Sungguh terlihat egois tapi Joy ingin lelaki itu mengatakan hal tersebut sekali lagi.
Tidak butuh waktu lama, Joy segera memutus panggilan secara sepihak kemudian dengan langkah ragu, Joy keluar menuju ke pintu utama.
Kegelisahnnya semakin kentara ketika Joy tampak memegang gagang pintu erat, memikirkan kembali apakah keputusan yang Ia ambil adalah sesuatu yang benar.
Terserah saja!
Mengabaikan segala kemungkinan buruk, Joy memilih untuk menarik handel berwarna putih itu dan tepat di hadapannya kini Ia melihat punggung lebar seseorang yang begitu Ia kenal tengah berbalik menampakkan sebuah ekspresi bingungnya.
"Joy, aku..—"
"Ayo kita bicara sambil mencari udara segar." ucap Joy dengan suara seraknya.
Sejujurnya Joy merasa tercekik dengan atmosfer canggung yang menyelimuti keduanya. Maka dari itu Joy mengusulkan untuk berbincang sembari melepas stress dengan berjalan disekitar kompleks perumahannya.
"Apa maksud perkataan kakak itu?"
Suinn menoleh antusias mendengar Joy akhirnya yang memulai setelah berjalan beberapa menit tanpa pembahasan apapun.
"Kau juga tahu maksudku. Aku kalah. Aku jatuh, Joy."
Tiba - tiba Joy menghentikan langkahnya dan tentu saja Suinn mengikuti.
Helaan nafas Joy yang terdengar begitu gusar tertangkap oleh indera Suinn. Tapi Suinn memilih untuk tetap diam, membiarkan Joy menata kalimat serta menenangkan pikiran dahulu.
"Jangan."
Kemudiam Joy memutar tubuhnya agar berhadapan dengan Suinn yang menatapnya penuh pertanyaan tersirat.
"Jangan menyerah. Jangan kalah. Aku mohon."
"Apa?"
"Jika kakak mengaku kalah, apa yang harus aku lakukan?"
Suinn menyadarinya. Ketakutan yang begitu besar terpancar kuat dari mata hazel gadis itu. Emosi yang belum pernah Suinn lihat sebelumnya karena memang Ia tidak pernah mendalami tatapan Joy sampai hari ini.
"Jika aku kalah tentu saja kau menang."
"Lalu bila aku menang..–"
Joy menunduk menggantungkan ucapannya. Mengepalkan kedua tangan di sisi tubuh untuk menahan segala kebimbangan bercampur kemarahan yang tanpa sadar telah meledak di dalam.
"Bila aku menang, kita akan bagaimana? Mengakui kekalahan maupun kemenangan satu sama lain, lantas berakhir seperti tidak terjadi apa - apa. Begitu?"
Seiring Joy kembali mendongak dan memfokuskan pupilnya pada bola mata Suinn, di detik itu juga Suinn memahami.
Bahwa kedua belah pihak sudah kalah sedari awal.
♦ JØY ♦
Joy berbaring di sofa yang lebih pendek dari panjang tubuhnya dengan tangan kanan Ia letakkan di dahi.
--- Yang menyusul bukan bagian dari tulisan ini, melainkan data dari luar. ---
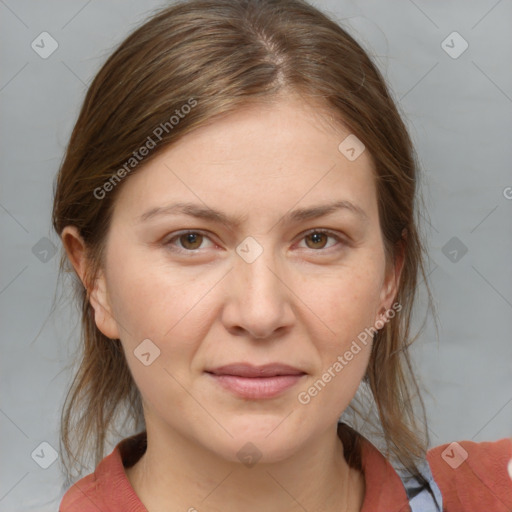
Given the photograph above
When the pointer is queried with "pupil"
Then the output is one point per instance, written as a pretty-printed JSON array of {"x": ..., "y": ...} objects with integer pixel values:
[{"x": 316, "y": 238}]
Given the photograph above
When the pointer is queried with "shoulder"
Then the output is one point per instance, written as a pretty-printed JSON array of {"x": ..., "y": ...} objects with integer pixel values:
[
  {"x": 473, "y": 476},
  {"x": 84, "y": 496},
  {"x": 108, "y": 488}
]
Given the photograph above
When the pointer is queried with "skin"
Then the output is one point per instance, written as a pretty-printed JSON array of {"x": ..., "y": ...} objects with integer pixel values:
[{"x": 301, "y": 302}]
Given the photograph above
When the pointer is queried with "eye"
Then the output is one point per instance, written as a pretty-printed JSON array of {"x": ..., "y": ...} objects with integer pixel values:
[
  {"x": 190, "y": 241},
  {"x": 317, "y": 239}
]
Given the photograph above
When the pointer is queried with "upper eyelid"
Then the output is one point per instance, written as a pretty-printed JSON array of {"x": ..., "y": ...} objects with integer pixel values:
[{"x": 328, "y": 232}]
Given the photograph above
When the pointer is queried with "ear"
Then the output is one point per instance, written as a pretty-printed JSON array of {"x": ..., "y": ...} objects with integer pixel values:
[
  {"x": 97, "y": 292},
  {"x": 392, "y": 279}
]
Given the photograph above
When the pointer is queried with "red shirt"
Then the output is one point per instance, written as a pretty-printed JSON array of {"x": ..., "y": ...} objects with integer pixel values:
[{"x": 479, "y": 483}]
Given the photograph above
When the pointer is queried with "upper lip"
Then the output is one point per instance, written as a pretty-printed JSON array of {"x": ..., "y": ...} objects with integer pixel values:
[{"x": 249, "y": 370}]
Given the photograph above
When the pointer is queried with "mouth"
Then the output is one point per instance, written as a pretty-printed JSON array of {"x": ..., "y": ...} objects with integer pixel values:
[{"x": 256, "y": 382}]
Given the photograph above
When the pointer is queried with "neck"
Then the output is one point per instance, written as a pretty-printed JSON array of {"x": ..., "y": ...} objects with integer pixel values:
[{"x": 174, "y": 472}]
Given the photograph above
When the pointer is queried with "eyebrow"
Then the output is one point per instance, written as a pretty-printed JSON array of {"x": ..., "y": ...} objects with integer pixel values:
[{"x": 204, "y": 212}]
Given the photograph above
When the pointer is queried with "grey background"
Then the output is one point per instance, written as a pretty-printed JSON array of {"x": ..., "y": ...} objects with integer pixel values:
[{"x": 459, "y": 113}]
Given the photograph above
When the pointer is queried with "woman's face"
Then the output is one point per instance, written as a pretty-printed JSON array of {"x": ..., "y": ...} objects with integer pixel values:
[{"x": 262, "y": 286}]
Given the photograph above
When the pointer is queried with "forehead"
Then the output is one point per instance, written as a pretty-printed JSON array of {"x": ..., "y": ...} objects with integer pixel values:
[{"x": 259, "y": 159}]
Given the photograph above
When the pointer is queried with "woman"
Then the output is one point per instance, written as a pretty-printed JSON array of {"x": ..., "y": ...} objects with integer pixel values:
[{"x": 237, "y": 201}]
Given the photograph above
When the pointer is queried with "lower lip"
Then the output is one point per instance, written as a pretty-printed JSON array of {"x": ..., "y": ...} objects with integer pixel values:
[{"x": 257, "y": 387}]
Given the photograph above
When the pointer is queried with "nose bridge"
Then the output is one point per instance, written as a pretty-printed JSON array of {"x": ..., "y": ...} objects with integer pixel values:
[{"x": 260, "y": 303}]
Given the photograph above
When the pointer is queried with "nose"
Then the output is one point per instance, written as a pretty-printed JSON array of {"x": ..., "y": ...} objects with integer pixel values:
[{"x": 260, "y": 300}]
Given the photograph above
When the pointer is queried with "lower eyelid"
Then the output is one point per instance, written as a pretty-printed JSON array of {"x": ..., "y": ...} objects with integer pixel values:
[{"x": 329, "y": 234}]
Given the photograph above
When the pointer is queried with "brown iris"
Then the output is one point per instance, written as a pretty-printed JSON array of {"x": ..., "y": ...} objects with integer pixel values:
[
  {"x": 194, "y": 239},
  {"x": 317, "y": 240}
]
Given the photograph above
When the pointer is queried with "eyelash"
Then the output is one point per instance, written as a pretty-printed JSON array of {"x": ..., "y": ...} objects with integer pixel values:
[{"x": 173, "y": 248}]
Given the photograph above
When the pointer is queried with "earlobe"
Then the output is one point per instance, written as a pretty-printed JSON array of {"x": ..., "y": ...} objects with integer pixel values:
[
  {"x": 97, "y": 291},
  {"x": 392, "y": 282},
  {"x": 100, "y": 302}
]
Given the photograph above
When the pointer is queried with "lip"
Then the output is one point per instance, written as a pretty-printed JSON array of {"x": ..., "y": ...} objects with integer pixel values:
[{"x": 256, "y": 382}]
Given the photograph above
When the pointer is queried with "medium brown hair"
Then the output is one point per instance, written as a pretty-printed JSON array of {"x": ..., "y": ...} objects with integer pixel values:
[{"x": 225, "y": 54}]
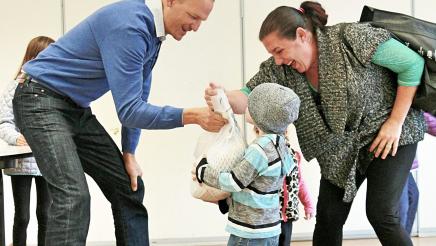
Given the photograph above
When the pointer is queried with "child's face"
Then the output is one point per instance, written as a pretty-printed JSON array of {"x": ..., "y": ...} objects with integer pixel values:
[{"x": 256, "y": 130}]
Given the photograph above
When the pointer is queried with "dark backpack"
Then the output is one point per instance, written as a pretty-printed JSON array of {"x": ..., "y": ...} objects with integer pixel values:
[{"x": 420, "y": 36}]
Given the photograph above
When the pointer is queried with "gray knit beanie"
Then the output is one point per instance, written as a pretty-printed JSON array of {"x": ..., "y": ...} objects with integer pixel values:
[{"x": 273, "y": 107}]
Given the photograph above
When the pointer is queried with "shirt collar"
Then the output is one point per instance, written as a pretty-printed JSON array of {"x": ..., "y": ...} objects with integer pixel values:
[{"x": 155, "y": 7}]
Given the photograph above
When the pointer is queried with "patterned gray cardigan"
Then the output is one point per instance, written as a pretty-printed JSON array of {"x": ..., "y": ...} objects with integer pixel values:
[{"x": 356, "y": 99}]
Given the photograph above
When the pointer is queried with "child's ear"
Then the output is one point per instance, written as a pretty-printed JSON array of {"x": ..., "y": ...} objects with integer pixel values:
[{"x": 248, "y": 117}]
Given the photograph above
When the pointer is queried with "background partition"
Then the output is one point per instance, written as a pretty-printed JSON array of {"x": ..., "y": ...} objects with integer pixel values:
[{"x": 225, "y": 50}]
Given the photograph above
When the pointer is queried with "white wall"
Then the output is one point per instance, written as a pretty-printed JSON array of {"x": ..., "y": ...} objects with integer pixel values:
[{"x": 180, "y": 76}]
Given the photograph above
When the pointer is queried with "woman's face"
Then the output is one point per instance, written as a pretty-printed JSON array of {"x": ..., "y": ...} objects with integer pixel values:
[{"x": 297, "y": 53}]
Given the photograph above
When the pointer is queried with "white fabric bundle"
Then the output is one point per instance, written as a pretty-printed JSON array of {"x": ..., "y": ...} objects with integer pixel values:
[{"x": 223, "y": 150}]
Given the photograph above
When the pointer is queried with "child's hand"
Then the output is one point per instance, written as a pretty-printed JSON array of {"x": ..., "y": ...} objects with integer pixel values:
[
  {"x": 21, "y": 141},
  {"x": 193, "y": 173}
]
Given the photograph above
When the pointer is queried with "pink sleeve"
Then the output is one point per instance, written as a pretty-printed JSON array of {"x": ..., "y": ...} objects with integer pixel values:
[
  {"x": 303, "y": 191},
  {"x": 431, "y": 123}
]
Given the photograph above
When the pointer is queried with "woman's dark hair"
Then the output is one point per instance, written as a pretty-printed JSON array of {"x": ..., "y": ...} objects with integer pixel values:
[
  {"x": 285, "y": 20},
  {"x": 35, "y": 46}
]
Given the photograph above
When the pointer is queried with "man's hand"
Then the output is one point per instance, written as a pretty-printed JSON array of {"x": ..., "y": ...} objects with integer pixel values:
[
  {"x": 204, "y": 117},
  {"x": 133, "y": 169},
  {"x": 21, "y": 141},
  {"x": 209, "y": 92}
]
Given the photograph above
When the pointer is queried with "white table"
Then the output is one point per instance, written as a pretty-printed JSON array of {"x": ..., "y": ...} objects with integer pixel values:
[{"x": 8, "y": 155}]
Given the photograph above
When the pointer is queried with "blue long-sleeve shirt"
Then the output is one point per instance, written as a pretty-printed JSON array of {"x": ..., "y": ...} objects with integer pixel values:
[{"x": 113, "y": 49}]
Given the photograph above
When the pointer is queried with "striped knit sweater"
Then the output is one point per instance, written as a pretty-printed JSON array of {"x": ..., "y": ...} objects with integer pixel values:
[{"x": 254, "y": 184}]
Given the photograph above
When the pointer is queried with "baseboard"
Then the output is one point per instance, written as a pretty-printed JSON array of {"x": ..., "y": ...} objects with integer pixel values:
[
  {"x": 427, "y": 232},
  {"x": 215, "y": 241}
]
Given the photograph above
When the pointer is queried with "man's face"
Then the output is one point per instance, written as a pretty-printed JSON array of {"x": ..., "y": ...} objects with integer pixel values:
[{"x": 182, "y": 16}]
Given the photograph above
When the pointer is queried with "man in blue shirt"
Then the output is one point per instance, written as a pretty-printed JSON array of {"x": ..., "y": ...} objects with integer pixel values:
[{"x": 114, "y": 50}]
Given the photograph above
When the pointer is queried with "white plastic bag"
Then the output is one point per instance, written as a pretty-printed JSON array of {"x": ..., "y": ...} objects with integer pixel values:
[{"x": 223, "y": 150}]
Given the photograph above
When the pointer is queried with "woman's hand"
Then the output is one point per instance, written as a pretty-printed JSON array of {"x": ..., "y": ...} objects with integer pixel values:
[
  {"x": 309, "y": 215},
  {"x": 133, "y": 169},
  {"x": 387, "y": 139}
]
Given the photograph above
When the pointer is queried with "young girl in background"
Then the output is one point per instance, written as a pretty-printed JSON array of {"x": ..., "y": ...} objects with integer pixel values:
[
  {"x": 26, "y": 169},
  {"x": 294, "y": 191}
]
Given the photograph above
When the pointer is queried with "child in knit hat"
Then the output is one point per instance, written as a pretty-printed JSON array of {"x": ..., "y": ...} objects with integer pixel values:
[{"x": 255, "y": 183}]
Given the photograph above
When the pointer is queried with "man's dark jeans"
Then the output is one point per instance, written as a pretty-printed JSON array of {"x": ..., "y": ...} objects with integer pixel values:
[
  {"x": 21, "y": 186},
  {"x": 385, "y": 182},
  {"x": 67, "y": 141}
]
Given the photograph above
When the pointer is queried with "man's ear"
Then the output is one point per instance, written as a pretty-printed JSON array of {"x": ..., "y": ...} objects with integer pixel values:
[{"x": 169, "y": 3}]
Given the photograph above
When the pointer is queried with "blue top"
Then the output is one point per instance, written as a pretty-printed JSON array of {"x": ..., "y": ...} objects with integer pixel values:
[{"x": 113, "y": 49}]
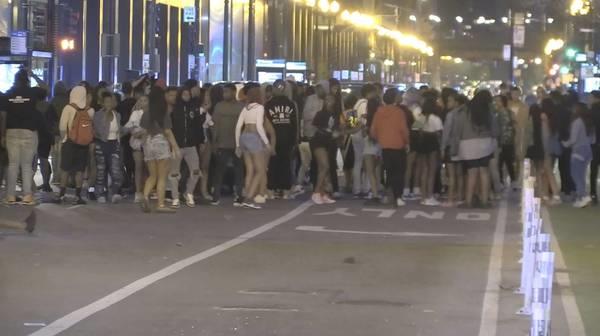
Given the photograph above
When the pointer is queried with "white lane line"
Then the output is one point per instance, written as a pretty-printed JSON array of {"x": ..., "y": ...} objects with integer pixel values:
[
  {"x": 491, "y": 299},
  {"x": 396, "y": 234},
  {"x": 257, "y": 309},
  {"x": 574, "y": 320},
  {"x": 77, "y": 316}
]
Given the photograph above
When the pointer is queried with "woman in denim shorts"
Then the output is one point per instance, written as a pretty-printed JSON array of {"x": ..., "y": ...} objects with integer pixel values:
[
  {"x": 252, "y": 142},
  {"x": 159, "y": 146}
]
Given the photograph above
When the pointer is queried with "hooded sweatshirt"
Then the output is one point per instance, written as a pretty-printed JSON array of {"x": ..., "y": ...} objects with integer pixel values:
[
  {"x": 60, "y": 99},
  {"x": 225, "y": 118},
  {"x": 77, "y": 98}
]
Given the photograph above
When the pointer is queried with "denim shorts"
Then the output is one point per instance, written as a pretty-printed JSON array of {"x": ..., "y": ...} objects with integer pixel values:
[
  {"x": 156, "y": 148},
  {"x": 251, "y": 143}
]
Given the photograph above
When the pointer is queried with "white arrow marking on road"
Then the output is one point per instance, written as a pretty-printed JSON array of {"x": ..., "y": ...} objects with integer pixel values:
[
  {"x": 337, "y": 211},
  {"x": 414, "y": 214},
  {"x": 396, "y": 234},
  {"x": 383, "y": 213}
]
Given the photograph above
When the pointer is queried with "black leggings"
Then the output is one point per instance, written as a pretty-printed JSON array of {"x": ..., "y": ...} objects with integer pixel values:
[
  {"x": 594, "y": 170},
  {"x": 507, "y": 158},
  {"x": 394, "y": 163}
]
Joy benci dengan keadaan semacam ini. Merasa terombang - ambing oleh permainan yang Ia buat sendiri sampai - sampai tidak tahu harus melakukan apa.
"Karma–nya memang sepahit itu ternyata." gumam Joy di rumah yang entah kemana para penghuninya, Joy sedang tidak ingin peduli.
Memikirkan satu masalah saja sudah memusingkan.
"Karma memang selalu getir jika kau tidak menikmatinya."
Joy mengangkat tangannya sebentar tanpa berminat mendudukkan tubuhnya. Hanya ingin mencerna suara siapa yang mendekat. Dan ketika kakak ketiganya kini telah duduk di sofa kecil di sisinya, Joy menaruh tangannya kembali ke dahi.
"Aku sudah mengetahuinya. Tidak perlu berpura - pura."
Mengerti apa yang Wendy maksud, Joy hanya menghela nafas berat serta terus menutup matanya. Terlalu malas untuk sekedar memikirkan alasan lain yang pastinya akan terdengar basi di telinga Wendy.
Karena Kak Wendy memang tahu segalanya.
"Hei, aku sudah pernah menasihatimu bukan? Jangan meremehkan cara kerja alam."
"Ya ya ya. Kak Irene juga sudah pernah mengatakannya. Kenapa kalian berdua begitu melankolis?" sungut Joy yang selalu mendengar filosofi kehidupan dengan bahasa berat dari Wendy serta Irene.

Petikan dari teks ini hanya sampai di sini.